*Giornata internazionale della donna. È un proliferare di manifestazioni ed eventi. Così tanti che diventa impossibile seguirli e raccontarli tutti. È il bello e il brutto di questa 24 ore dedicata all’universo femminile.
Sempre più donne, durante dei dialoghi, la trovano una ricorrenza inutile. “Serve altro”. Difficile darle torto, ma siamo davvero sicuri che l’8 marzo, come simbolo, non sia necessario? Il bello è che è una delle questioni che più unisce destra e sinistra, visto che le critiche alla ricorrenza sono bipartisan.
Quello che forse dovrebbe davvero non avere confini però dovrebbe essere l’impegno per cambiare la realtà, cominciando da quel “in Italia, una donna su tre subisce o ha subito una qualche forma di violenza” raccontato dalla Di.re, le donne in rete. Ogni dato che esce continua a dimostrare che il gender gap è realtà. Si fanno pasi avanti e per questo si brinda. Ogni volta che la percentuale di differenza tra donne e uomini ai vertici dei posti di lavoro si muove di uno 0, pare che si sia trovata la soluzione.
Poi esce un dato meno noto, come quello dei prestiti bancari, spesso fondamentali per aggiungere anche quell’indipendenza sul lavoro magari avviando una attività, e il passo indietro è enorme. Il credito concesso alle donne è pari al 20,1% del totale.
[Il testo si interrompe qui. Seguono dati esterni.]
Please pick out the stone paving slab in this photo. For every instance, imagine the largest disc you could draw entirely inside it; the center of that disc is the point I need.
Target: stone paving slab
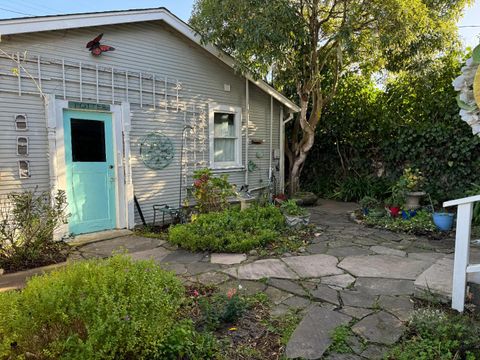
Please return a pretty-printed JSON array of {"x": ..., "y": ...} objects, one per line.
[
  {"x": 313, "y": 265},
  {"x": 312, "y": 336},
  {"x": 437, "y": 279},
  {"x": 288, "y": 285},
  {"x": 227, "y": 259},
  {"x": 339, "y": 281},
  {"x": 384, "y": 266},
  {"x": 268, "y": 268},
  {"x": 379, "y": 286},
  {"x": 384, "y": 250},
  {"x": 380, "y": 328},
  {"x": 400, "y": 306},
  {"x": 157, "y": 254}
]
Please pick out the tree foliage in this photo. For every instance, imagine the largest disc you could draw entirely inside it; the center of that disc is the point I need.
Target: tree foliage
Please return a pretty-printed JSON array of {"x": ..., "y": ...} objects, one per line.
[
  {"x": 372, "y": 133},
  {"x": 309, "y": 43}
]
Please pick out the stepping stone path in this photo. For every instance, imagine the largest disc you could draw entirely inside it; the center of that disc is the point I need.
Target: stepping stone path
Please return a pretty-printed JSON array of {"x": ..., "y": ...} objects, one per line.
[{"x": 348, "y": 273}]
Il motivo? Tasso di occupazione più basso, stipendi e pensioni ridotte. Il sistema non si fida della donna.
Un altro numero è quello della Finanza: il 61% degli impiegati è donna, ma i numeri si invertono nei ruoli di vertice. Le donne quadro sono il 35%, le dirigenti il 20%. E poi le lavoratrici con contratti part time sono il 28%, mentre gli uomini con lo stesso contratto sono il 4%.
A questo serve l’8 marzo, a farlo scrivere, a far sì che questi dati, preziosi come tutti i numeri, siano la base di partenza per un cambiamento. Che va accompagnato mediaticamente, ma soprattutto politicamente. La prima donna premier in Italia è una notizia, ma non basta e serve di più. Servono politiche vere, non bonus, per dare alla donna il suo ruolo nella società, senza che debba privarsi, non per scelta ma per necessità, dell'essere anche moglie, madre, compagna, amica.
Più donne indipendenti, lavoratrici, capitane d’azienda, direttrici di banche di uffici pubblici? Le capacità sono evidenti, il welfare territoriale ancora no. Nelle Marche, regione che perde imprese femminili più che in altre aree, ancora di più.